Beyond ECE: Calibrated Size Ratio, Risk Assessment, and Confidence-Weighted Metrics
Abstract Overview
This paper argues that Expected Calibration Error (ECE) is inadequate for assessing overconfidence risk because it can remain small even under arbitrarily large overconfidence risk. The authors introduce the Calibrated Size Ratio (CSR), an interpretable metric that equals 1 under perfect calibration, together with a z-score-based risk probability for overconfidence derived from a normal approximation. They also propose confidence-weighted accuracy (cwA) as a complementary measure of whether confidence scores meaningfully distinguish correct from incorrect predictions, and extend confidence weighting to standard classification metrics including AUC. The study combines theoretical analysis with experiments on synthetic confidence distributions (10 distributions × 8 calibration modes) and 15 real datasets, including raw, isotonic, and Platt-calibrated XGBoost outputs.
Novelty
The paper's main novelty is separating confidence evaluation into two distinct components: overconfidence risk via CSR (with a closed-form normal-approximation risk probability requiring no Monte Carlo resampling) and discriminative usefulness via confidence-weighted metrics such as cwA and cwAUC. It also proves that classical AUC is invariant to monotone recalibration, whereas cwAUC is sensitive to calibration through pairwise confidence weights, so cwAUC − AUC captures the discriminative value added by calibration.
Results
Across synthetic experiments (10 distributions, 8 calibration modes, 100 repetitions each), CSR stayed near 1 under perfect calibration with empirical false positive rates close to theoretical predictions, and P_risk reliably separated overconfident from calibrated or underconfident regimes. On 15 real datasets, isotonic calibration increased confidence-weighted performance on average (cwA = 0.8841) but drastically increased risk (10/15 datasets exceeding 3σ), while Platt scaling produced the safest profiles (0/15 exceeding 3σ, P_risk = 21.96%) with competitive confidence-weighted accuracy.
Key Points
- CSR is proposed as a calibration metric tied specifically to overconfidence risk, equaling 1 under perfect calibration, with a normal-approximation-based z-score yielding a risk probability P_risk that requires no Monte Carlo resampling and improves as N grows.
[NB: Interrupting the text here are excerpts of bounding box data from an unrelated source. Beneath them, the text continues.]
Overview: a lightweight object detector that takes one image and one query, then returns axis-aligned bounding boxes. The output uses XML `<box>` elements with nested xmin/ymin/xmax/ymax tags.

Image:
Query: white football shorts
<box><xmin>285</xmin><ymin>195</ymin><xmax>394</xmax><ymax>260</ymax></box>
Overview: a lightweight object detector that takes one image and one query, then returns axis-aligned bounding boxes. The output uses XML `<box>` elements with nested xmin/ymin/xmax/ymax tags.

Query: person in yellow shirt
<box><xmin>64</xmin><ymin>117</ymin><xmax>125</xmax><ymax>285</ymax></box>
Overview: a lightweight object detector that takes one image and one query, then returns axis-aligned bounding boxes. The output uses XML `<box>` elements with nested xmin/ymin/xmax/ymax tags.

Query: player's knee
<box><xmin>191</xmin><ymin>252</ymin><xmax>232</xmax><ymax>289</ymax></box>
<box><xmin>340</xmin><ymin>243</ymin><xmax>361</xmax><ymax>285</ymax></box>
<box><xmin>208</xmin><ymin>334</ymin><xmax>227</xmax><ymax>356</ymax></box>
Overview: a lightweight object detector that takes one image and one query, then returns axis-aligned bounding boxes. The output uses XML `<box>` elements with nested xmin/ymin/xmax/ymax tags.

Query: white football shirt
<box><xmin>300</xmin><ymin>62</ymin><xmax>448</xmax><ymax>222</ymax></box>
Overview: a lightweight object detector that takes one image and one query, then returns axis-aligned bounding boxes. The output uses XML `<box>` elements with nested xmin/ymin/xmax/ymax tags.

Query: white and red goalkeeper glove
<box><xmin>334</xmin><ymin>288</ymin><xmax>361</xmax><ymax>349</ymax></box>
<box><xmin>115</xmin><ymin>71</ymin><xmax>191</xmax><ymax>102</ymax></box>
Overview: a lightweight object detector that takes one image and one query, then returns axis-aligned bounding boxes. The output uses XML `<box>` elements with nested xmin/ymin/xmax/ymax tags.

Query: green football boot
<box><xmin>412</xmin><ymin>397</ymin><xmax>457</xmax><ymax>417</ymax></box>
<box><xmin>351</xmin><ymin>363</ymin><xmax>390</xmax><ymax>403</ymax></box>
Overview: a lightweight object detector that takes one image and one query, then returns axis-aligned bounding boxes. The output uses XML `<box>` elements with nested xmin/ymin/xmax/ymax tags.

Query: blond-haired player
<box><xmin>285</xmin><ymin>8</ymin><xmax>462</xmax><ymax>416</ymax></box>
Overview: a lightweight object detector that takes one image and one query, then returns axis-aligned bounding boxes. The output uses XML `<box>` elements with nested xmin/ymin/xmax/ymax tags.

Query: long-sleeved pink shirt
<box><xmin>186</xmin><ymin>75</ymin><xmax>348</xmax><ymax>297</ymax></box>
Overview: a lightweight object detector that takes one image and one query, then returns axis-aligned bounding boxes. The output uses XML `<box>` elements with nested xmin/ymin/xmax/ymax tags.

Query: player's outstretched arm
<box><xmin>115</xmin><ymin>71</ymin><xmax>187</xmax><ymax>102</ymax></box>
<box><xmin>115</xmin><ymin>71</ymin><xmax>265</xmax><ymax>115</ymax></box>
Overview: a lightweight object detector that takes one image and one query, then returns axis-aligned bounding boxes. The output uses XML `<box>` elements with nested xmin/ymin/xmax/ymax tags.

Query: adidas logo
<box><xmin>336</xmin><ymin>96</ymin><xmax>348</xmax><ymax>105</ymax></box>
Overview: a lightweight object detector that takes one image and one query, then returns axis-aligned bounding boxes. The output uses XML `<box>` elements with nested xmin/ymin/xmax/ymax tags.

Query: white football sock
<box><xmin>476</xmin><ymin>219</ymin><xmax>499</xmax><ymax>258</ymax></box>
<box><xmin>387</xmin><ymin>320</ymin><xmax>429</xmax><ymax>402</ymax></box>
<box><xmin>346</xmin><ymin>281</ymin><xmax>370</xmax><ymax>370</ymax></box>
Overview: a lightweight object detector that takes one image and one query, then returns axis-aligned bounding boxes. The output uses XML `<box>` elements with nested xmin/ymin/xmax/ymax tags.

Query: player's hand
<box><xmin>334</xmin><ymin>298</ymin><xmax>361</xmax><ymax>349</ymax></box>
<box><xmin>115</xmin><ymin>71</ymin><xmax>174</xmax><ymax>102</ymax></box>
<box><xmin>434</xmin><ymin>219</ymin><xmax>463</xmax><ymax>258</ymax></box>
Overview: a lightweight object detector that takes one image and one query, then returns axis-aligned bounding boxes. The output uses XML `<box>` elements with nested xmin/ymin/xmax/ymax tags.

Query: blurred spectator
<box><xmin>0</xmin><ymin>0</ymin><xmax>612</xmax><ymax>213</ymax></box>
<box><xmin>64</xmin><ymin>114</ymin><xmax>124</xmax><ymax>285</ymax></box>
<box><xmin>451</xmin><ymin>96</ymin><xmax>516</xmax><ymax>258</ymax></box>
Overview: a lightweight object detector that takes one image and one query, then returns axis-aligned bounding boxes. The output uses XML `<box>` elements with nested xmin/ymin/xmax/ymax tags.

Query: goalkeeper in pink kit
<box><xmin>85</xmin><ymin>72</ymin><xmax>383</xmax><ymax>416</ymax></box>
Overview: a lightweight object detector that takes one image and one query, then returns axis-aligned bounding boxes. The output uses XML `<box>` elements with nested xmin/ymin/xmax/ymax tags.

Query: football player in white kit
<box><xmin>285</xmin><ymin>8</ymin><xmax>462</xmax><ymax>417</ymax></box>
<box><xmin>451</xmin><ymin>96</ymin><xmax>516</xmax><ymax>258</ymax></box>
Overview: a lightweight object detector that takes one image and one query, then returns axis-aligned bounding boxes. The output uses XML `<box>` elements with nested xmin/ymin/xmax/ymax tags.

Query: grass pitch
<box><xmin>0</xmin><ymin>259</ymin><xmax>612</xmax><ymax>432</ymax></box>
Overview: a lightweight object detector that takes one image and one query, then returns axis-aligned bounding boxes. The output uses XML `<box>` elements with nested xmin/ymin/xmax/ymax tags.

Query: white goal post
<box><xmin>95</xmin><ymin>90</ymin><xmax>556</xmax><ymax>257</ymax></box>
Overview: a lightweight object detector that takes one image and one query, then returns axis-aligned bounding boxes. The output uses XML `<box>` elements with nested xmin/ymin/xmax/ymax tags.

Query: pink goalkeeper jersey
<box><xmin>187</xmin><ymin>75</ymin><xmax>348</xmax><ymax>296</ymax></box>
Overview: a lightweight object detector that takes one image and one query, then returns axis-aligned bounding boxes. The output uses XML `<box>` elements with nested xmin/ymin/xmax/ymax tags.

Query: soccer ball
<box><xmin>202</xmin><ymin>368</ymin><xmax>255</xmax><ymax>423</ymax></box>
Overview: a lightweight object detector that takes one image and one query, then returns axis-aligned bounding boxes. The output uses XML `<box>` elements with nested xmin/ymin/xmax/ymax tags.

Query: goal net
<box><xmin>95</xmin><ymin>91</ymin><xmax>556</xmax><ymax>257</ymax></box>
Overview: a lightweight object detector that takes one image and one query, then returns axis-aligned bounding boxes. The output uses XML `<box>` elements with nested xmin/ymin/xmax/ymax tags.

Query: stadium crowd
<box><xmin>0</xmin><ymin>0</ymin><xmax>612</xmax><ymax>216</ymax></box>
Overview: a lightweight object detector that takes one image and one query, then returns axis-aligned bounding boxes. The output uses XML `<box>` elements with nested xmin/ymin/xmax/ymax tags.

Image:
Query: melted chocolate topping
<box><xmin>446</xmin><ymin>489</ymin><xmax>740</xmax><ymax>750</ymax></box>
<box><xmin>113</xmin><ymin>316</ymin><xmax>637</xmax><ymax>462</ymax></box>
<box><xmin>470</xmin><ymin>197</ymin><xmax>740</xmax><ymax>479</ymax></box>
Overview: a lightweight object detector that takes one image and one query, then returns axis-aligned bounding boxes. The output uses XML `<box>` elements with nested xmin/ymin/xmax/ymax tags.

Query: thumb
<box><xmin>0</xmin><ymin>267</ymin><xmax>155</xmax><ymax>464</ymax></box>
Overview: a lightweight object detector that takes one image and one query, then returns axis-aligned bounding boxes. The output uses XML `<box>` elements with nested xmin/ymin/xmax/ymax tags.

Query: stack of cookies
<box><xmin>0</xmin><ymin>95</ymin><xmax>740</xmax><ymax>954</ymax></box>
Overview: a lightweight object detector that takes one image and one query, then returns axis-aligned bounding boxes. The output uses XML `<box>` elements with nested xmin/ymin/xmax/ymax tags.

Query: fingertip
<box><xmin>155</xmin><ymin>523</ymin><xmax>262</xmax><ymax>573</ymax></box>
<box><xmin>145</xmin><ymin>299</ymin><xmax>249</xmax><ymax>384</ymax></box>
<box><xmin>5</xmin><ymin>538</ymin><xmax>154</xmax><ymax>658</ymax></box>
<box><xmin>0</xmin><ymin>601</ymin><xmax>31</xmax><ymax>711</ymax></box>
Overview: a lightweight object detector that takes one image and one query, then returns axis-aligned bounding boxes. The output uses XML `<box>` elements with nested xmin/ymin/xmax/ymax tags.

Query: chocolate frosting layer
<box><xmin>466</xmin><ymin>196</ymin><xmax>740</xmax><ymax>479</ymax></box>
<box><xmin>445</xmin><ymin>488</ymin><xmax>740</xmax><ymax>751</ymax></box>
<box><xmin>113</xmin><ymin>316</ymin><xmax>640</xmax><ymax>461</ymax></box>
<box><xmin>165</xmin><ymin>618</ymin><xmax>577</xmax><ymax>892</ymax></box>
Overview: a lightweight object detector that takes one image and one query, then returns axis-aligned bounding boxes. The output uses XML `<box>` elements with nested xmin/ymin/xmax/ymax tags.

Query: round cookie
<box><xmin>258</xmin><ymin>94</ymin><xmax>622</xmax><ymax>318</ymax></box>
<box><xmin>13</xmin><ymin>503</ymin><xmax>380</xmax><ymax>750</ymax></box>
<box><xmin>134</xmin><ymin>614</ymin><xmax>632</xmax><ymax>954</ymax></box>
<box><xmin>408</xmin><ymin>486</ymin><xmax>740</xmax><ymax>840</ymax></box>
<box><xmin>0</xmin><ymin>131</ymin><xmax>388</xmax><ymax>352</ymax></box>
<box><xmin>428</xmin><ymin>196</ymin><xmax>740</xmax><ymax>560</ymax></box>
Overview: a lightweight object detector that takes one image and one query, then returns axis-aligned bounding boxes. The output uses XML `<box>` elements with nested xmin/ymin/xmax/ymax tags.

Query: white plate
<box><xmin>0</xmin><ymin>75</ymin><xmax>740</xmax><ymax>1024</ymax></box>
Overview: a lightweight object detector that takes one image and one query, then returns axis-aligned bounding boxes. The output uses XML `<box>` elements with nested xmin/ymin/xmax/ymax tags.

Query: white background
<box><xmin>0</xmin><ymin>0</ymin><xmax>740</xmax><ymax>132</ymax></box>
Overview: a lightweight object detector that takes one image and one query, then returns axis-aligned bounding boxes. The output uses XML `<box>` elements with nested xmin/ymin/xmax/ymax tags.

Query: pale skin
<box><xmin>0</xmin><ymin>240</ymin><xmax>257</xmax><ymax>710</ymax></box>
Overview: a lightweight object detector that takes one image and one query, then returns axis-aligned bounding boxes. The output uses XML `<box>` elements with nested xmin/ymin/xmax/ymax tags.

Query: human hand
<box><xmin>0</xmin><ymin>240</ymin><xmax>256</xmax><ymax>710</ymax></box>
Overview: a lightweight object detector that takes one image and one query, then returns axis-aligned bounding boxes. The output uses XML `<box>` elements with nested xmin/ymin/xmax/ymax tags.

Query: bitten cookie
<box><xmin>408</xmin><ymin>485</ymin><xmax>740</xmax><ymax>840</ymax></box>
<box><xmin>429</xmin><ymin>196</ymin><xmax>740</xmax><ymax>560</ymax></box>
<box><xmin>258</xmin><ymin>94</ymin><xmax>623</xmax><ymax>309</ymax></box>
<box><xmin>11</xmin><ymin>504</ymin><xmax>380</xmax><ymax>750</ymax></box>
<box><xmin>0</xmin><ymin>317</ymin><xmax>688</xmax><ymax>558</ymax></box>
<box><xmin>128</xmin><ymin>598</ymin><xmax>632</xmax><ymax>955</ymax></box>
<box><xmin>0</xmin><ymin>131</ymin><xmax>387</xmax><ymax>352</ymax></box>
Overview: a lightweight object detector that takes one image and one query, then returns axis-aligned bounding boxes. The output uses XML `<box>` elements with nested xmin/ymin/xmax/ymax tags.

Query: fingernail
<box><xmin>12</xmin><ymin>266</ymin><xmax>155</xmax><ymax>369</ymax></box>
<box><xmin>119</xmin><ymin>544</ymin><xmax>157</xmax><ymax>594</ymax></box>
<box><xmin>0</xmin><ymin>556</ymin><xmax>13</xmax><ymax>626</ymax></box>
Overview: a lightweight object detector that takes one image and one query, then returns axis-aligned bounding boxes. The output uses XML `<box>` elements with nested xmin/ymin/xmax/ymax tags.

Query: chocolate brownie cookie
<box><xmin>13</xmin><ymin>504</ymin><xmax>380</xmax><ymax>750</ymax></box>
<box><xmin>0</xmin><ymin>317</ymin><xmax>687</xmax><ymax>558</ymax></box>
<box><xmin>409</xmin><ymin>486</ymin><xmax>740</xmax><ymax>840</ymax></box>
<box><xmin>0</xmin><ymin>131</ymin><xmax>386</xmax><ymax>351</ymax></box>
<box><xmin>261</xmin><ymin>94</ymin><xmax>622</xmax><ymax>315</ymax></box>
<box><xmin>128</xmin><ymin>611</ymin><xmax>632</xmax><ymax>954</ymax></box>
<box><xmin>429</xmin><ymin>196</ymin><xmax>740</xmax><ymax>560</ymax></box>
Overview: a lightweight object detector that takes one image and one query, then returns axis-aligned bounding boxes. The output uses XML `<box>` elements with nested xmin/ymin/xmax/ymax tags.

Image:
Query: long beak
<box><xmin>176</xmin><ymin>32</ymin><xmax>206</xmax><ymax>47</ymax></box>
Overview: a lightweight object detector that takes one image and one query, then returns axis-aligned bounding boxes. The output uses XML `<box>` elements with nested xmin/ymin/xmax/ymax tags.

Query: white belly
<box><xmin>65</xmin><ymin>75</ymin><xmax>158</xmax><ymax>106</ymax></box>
- cwA measures the fraction of total confidence mass assigned to correct predictions, and the confidence-weighting approach is proven to extend to all standard classification metrics via structural relations of the confidence-weighted confusion matrix, including a calibration-sensitive cwAUC.
- Empirical results demonstrate that low ECE does not guarantee safety (proven constructively via Proposition 5), and on real data isotonic calibration improves cwA but catastrophically increases overconfidence risk, while Platt scaling offers the safest profiles.